Professor, Energy and Materials Research Group Simon Fraser University
Mark has been a professor since 1986 in the School of Resource and Environmental Management at Vancouver’s Simon Fraser University. The only exception is 1992 to 1997, when he took a leave of absence to serve as Chair and CEO of the British Columbia Utilities Commission. His PhD is from the Energy Economics and Policy Institute at the University of Grenoble. He has published over 100 academic papers, most of these related to his principal research focus: the design and application of energy-economy models that assess the effectiveness of sustainable energy and climate policies. For his career research, he was named a Fellow of the Royal Society of Canada in 2009 and British Columbia’s Academic of the Year in 2008. He has contributed to several major processes and assessments, including the Intergovernmental Panel on Climate Change (93-96 and 2010-2012), the China Council for International Cooperation on Environment and Development (1995-2001 and 2007-2009), Canada’s National Roundtable on the Environment and the Economy (2006-2009), British Columbia’s Climate Action Team (2007-2009), and the Global Energy Assessment (2008-2012). In 2006, his book, Sustainable Fossil Fuels, won the Donner Prize for top policy book in Canada. At Simon Fraser University he teaches graduate and undergraduate versions of an interdisciplinary course in energy and materials sustainability, covering basic physics, technologies, economics, policy and human cognition and behavior.

Dianne Zimmerman

Program Director, Transportation & Urban Solutions Pembina Institute

Dianne is the director of the Pembina Institute’s transportation and urban solutions program in Ontario. Dianne focuses on engaging in a variety of strategies and activities characteristic of the Pembina Institute: policy research and analysis, transportation sector data analysis and scenario modelling; convening, consulting and collaborating on projects with key stakeholders; and awareness building via public and media engagement. The emphasis in Ontario is to support sustainable transportation solutions and location-efficient development in the Greater Toronto and Hamilton Area, while sharing research and pilot project experiences with other jurisdictions across Canada.

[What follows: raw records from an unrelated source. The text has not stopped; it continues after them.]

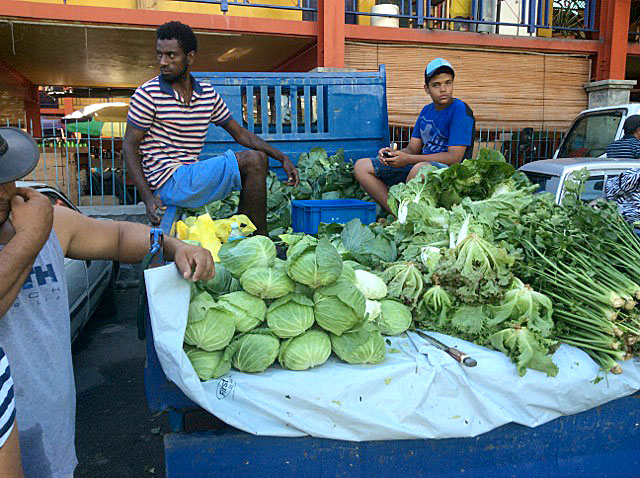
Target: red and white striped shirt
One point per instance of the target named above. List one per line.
(175, 131)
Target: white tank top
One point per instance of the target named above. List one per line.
(36, 338)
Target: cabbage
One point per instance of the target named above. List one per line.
(313, 262)
(222, 283)
(255, 351)
(267, 282)
(207, 365)
(364, 345)
(404, 282)
(213, 332)
(348, 273)
(370, 285)
(290, 315)
(241, 255)
(248, 311)
(305, 351)
(199, 304)
(372, 309)
(394, 317)
(339, 307)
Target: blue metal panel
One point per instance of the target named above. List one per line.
(350, 111)
(602, 442)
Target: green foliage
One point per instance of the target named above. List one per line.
(241, 255)
(213, 332)
(311, 261)
(248, 311)
(394, 317)
(364, 345)
(526, 350)
(305, 351)
(207, 365)
(267, 282)
(290, 315)
(339, 307)
(255, 351)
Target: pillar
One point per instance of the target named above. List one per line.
(331, 33)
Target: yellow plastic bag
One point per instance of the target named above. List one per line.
(212, 233)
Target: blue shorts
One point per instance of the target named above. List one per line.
(197, 184)
(391, 176)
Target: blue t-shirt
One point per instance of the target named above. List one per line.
(439, 129)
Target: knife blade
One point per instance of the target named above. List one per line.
(458, 355)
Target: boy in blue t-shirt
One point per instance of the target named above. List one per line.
(442, 135)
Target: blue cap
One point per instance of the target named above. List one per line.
(435, 65)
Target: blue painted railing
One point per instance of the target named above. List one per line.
(90, 170)
(569, 16)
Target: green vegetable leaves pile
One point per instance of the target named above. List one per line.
(296, 311)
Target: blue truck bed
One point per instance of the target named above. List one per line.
(296, 112)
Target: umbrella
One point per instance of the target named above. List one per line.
(105, 112)
(90, 128)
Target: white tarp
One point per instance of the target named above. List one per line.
(409, 395)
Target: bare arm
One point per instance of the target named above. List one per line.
(131, 151)
(82, 237)
(248, 139)
(31, 220)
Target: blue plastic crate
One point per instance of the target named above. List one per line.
(306, 215)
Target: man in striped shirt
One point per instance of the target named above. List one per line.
(625, 189)
(166, 129)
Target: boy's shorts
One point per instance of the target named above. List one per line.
(391, 176)
(197, 184)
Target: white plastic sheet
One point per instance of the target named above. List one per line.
(409, 395)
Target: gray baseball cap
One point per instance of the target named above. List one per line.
(18, 154)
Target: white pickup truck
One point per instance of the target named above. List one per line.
(584, 146)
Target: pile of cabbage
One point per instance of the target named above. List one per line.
(259, 309)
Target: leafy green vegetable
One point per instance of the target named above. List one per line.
(404, 282)
(370, 285)
(199, 305)
(394, 318)
(241, 255)
(267, 282)
(213, 332)
(255, 351)
(290, 316)
(339, 307)
(313, 262)
(207, 365)
(525, 349)
(364, 345)
(248, 311)
(521, 304)
(367, 245)
(305, 351)
(221, 283)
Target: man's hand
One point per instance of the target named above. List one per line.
(31, 215)
(195, 263)
(382, 152)
(397, 159)
(293, 177)
(153, 205)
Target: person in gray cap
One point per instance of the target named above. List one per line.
(627, 147)
(625, 188)
(35, 324)
(442, 136)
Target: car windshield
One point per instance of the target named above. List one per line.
(545, 182)
(591, 134)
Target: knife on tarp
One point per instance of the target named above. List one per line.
(458, 355)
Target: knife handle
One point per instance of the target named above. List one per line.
(461, 357)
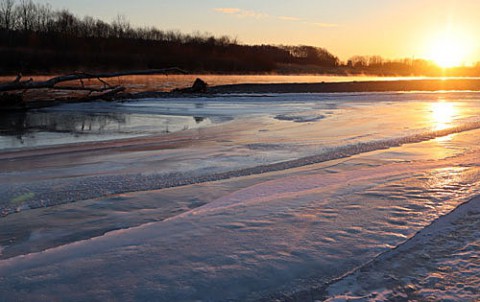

Prior to joining the Pembina Institute, Dianne worked for Suncor Energy supporting their climate change action plan, implemented greenhouse gas regulations, advocated for policies and incentives to increase renewable energy development and worked collaboratively with stakeholders to find solutions to complex sustainability and energy issues. She led the stakeholder consultation process to build two large scale wind energy projects (totalling 140 MW) under Ontario’s Green Energy Act. She has also worked with Pollution Probe, the Canadian Energy Efficiency Alliance and the Summerhill Group.

Dianne has a Master of Environmental Studies from York University and a bachelor of arts degree in commerce and environmental studies from the University of Toronto, and is a LEED accredited professional. She is co-founder of Connecting Environmental Professionals and past co-chair of Alberta EcoTrust Foundation, and she received the Queen Elizabeth II Diamond Jubilee Medal in 2012. She enjoys spending time with her family and lives in Port Credit – a great example of a location-efficient community.